Опубликовано в журнале Зинзивер, номер 4, 2022
ВЛАДИМИР НИКОЛАЕВ
Прозаик. Живет и работает в Москве. Член Союза писателей ХХI века. Автор трех книг рассказов.
НАЧАЛО
Николай Лихобоев поправил съехавший галстук, разглядывая свое отражение в мелькании подземных огоньков на двери вагона метро чуть выше полузатертой надписи: НЕ П..ИС. О..ТЬСЯ! «Красив в строю — силен в бою!» — усмехнулся лейтенант и вышел на белый свет из метро, отмахивая рукой 120 шагов в минуту.
По-другому и быть не могло! Он шел представляться командиру части в полном соответствии с Уставом внутренней службы — в парадной форме «для строя» умопомрачительного цвета морской волны, в сияющих хромовых сапогах и при золотом ремне.
Августовское солнышко припекало. Пока шел от метро, через фуражку напекло, и пот предательски побежал через лоб, но лейтенант фурагу не снял и формы не нарушил, лишь смахнул каплю под ехидными взглядами штатских мужиков.

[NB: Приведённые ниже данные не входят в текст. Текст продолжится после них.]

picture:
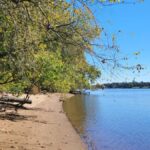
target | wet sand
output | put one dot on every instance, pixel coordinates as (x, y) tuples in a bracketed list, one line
[(44, 126)]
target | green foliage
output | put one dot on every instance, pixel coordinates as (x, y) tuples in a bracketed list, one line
[(44, 43)]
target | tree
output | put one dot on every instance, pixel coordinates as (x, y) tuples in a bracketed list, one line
[(29, 28)]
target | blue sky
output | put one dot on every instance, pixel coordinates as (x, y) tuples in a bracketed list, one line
[(134, 23)]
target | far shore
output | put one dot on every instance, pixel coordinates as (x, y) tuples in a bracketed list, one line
[(43, 126)]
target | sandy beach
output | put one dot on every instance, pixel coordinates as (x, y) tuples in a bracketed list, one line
[(43, 126)]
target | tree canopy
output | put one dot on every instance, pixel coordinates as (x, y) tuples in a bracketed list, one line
[(43, 43)]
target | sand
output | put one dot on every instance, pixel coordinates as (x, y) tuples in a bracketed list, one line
[(44, 126)]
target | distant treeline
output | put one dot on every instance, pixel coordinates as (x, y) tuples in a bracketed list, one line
[(123, 85)]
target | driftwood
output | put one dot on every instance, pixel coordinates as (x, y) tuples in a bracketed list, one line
[(13, 99), (7, 102)]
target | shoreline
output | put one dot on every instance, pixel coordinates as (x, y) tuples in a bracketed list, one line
[(44, 126)]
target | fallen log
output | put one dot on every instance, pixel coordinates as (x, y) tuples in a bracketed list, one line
[(13, 99)]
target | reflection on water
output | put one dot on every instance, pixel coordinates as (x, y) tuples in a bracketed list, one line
[(112, 119)]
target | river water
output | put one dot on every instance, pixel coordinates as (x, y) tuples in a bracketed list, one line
[(112, 119)]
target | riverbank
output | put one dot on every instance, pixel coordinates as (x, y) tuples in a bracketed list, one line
[(43, 126)]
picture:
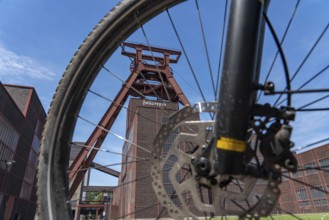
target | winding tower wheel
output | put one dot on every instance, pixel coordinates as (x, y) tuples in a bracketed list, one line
[(151, 76)]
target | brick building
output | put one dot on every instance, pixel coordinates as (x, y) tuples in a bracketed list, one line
[(21, 122), (143, 122), (300, 198)]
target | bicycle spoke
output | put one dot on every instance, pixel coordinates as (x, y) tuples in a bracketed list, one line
[(304, 183), (281, 42), (114, 134), (304, 60), (221, 49), (313, 144), (187, 58), (205, 47)]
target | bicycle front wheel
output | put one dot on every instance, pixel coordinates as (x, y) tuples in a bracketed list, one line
[(98, 72)]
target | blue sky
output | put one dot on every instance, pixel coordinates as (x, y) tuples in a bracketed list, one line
[(38, 39)]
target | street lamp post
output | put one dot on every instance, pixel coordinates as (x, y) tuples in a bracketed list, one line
[(8, 163)]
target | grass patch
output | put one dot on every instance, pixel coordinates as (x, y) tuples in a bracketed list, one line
[(311, 216)]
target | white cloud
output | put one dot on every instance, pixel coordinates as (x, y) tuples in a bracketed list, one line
[(17, 68)]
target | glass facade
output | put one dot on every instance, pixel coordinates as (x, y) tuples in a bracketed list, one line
[(21, 122)]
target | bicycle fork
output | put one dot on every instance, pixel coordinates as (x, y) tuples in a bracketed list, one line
[(240, 74), (237, 96)]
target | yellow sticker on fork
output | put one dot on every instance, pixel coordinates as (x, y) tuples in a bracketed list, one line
[(231, 144)]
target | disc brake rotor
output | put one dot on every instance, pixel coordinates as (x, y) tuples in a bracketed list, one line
[(183, 192)]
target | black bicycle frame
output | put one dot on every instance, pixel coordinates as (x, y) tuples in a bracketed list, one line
[(240, 74)]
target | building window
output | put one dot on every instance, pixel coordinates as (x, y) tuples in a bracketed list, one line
[(317, 192), (309, 168), (301, 194), (320, 202), (319, 197), (324, 162), (8, 141), (298, 173), (304, 203)]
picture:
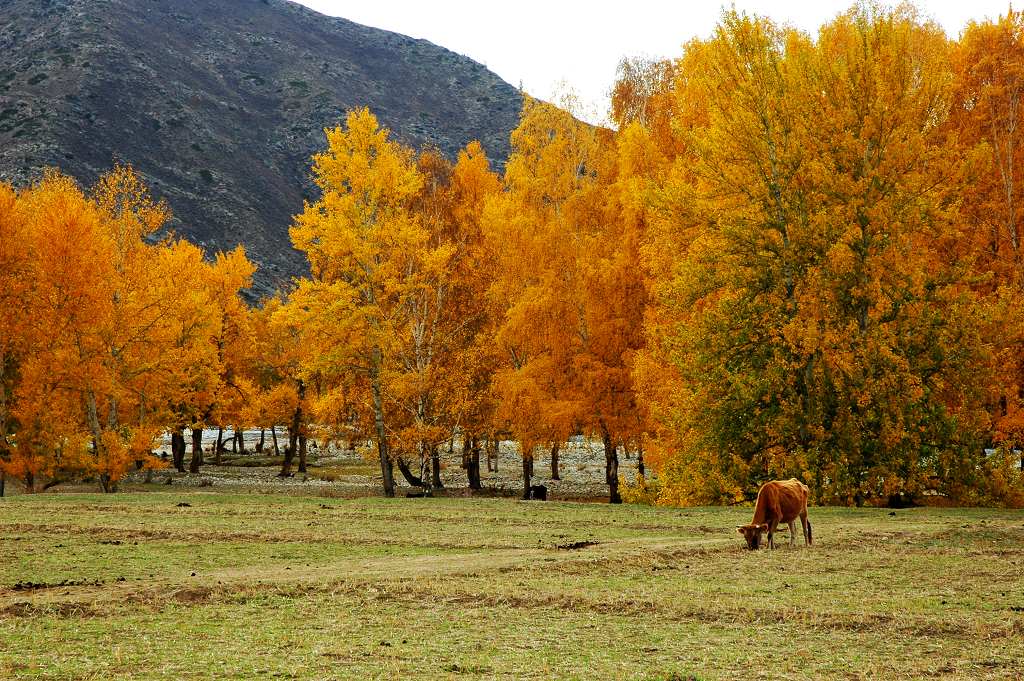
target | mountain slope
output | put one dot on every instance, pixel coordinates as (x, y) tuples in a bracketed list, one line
[(220, 103)]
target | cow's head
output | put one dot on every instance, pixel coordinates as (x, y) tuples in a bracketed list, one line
[(753, 535)]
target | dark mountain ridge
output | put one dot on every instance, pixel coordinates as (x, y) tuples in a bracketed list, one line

Штатские же мужики в заграничных пиджаках обгоняли его и ухмылялись, а один даже помахал рукой.
«Идиоты, — думал Николай, — Чего они понимают в военной красоте! А может у меня ширинка расстегнулась?!» Нет, проверка показала, что и этот элемент формы одежды в полном порядке. И летеха продолжил свое победное шествие вдоль забора красного кирпича, демонстрируя лихую выправку и недюжинный рост.

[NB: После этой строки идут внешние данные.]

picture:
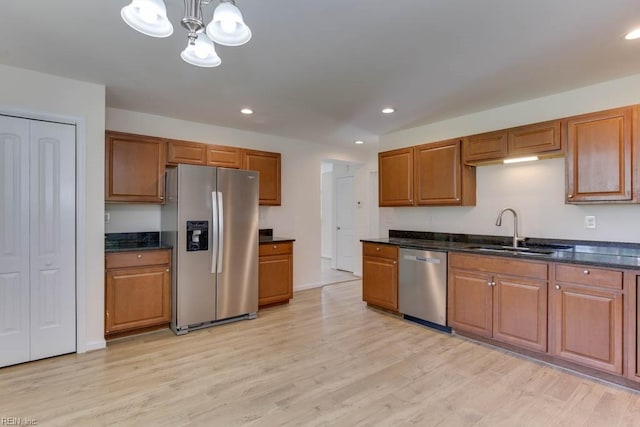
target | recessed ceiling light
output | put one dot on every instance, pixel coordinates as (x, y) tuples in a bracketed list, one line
[(632, 35)]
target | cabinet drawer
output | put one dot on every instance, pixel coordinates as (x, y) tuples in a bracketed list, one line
[(381, 251), (137, 258), (499, 265), (586, 275), (276, 248)]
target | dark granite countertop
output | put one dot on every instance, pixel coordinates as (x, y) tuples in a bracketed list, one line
[(264, 240), (144, 241), (604, 254), (266, 237)]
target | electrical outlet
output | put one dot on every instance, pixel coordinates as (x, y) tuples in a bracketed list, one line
[(590, 221)]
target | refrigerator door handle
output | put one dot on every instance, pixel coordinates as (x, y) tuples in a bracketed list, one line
[(221, 231), (214, 230)]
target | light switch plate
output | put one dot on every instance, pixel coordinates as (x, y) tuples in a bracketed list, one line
[(590, 221)]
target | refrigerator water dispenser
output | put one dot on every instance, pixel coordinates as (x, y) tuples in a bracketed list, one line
[(197, 236)]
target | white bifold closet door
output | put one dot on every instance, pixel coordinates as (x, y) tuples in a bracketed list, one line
[(37, 240)]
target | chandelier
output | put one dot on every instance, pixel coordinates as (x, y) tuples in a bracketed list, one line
[(227, 27)]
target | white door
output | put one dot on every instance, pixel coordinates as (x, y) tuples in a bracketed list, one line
[(345, 235), (37, 249), (14, 241)]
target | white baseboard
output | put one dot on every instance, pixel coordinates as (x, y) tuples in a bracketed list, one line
[(94, 345), (307, 286)]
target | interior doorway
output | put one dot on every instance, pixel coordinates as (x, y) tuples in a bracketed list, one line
[(337, 214)]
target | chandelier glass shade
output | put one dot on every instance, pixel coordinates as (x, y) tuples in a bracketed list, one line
[(226, 28)]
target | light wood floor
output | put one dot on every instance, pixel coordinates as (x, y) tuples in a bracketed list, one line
[(326, 359)]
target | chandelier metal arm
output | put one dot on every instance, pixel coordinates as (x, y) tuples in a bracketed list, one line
[(192, 19)]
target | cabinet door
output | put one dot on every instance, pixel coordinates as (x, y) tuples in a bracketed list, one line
[(134, 168), (588, 326), (226, 157), (599, 157), (185, 152), (485, 147), (520, 312), (440, 177), (538, 138), (470, 302), (137, 298), (275, 279), (380, 282), (268, 164), (395, 169)]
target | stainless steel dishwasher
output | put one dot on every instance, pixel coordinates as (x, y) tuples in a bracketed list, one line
[(422, 287)]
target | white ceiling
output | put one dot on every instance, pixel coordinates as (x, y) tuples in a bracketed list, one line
[(321, 70)]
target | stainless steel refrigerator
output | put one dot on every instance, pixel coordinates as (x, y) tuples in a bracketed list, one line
[(210, 217)]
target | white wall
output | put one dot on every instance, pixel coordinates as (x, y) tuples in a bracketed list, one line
[(327, 213), (299, 215), (535, 190), (39, 93)]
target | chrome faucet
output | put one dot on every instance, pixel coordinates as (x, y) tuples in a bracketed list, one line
[(516, 238)]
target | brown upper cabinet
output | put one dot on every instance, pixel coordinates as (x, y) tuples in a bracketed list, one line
[(542, 139), (268, 164), (600, 163), (396, 177), (185, 152), (135, 165), (197, 153), (486, 146), (426, 175), (227, 157), (134, 169), (440, 176)]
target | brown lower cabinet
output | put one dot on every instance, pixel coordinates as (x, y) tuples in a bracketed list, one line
[(633, 330), (587, 316), (380, 275), (137, 290), (498, 298), (275, 276)]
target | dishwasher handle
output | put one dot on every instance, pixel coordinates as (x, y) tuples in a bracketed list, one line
[(421, 259)]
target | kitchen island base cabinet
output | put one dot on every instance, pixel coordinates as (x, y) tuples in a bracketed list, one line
[(380, 276), (275, 277), (137, 291), (498, 298), (587, 317)]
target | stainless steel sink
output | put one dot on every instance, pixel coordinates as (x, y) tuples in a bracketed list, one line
[(512, 250)]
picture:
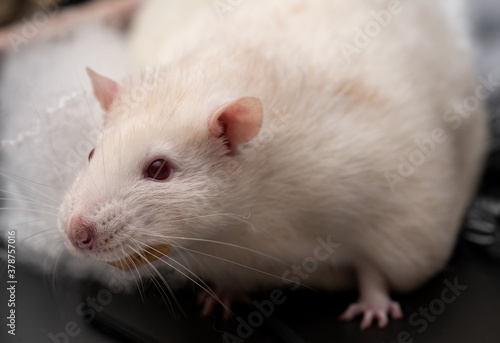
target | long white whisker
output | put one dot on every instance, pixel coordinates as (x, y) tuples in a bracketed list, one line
[(237, 264), (218, 242)]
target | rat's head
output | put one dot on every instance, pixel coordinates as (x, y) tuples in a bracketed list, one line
[(154, 176)]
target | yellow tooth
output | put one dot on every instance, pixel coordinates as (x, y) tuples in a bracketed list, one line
[(146, 256)]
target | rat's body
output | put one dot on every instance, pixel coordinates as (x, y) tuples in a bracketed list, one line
[(334, 129)]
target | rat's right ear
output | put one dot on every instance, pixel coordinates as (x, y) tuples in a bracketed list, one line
[(105, 89), (239, 121)]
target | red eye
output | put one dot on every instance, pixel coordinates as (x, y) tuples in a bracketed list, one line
[(159, 170), (91, 154)]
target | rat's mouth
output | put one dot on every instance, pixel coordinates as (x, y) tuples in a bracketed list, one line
[(143, 257)]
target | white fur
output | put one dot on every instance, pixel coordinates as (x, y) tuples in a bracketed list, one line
[(322, 173)]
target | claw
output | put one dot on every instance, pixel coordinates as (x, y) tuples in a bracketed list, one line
[(373, 312)]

У крыльца с табличкой «КПП» собралось уже десятка полтора таких же орлов. Некоторые, правда, были без золотых ремней и другого великолепия. Колюня сразу выцепил из толпы группку своих пацанов, покуривающих в кулак. На крылечко периодически выскакивал потный подполковник и, выкрикнув несколько фамилий, уводил счастливцев внутрь.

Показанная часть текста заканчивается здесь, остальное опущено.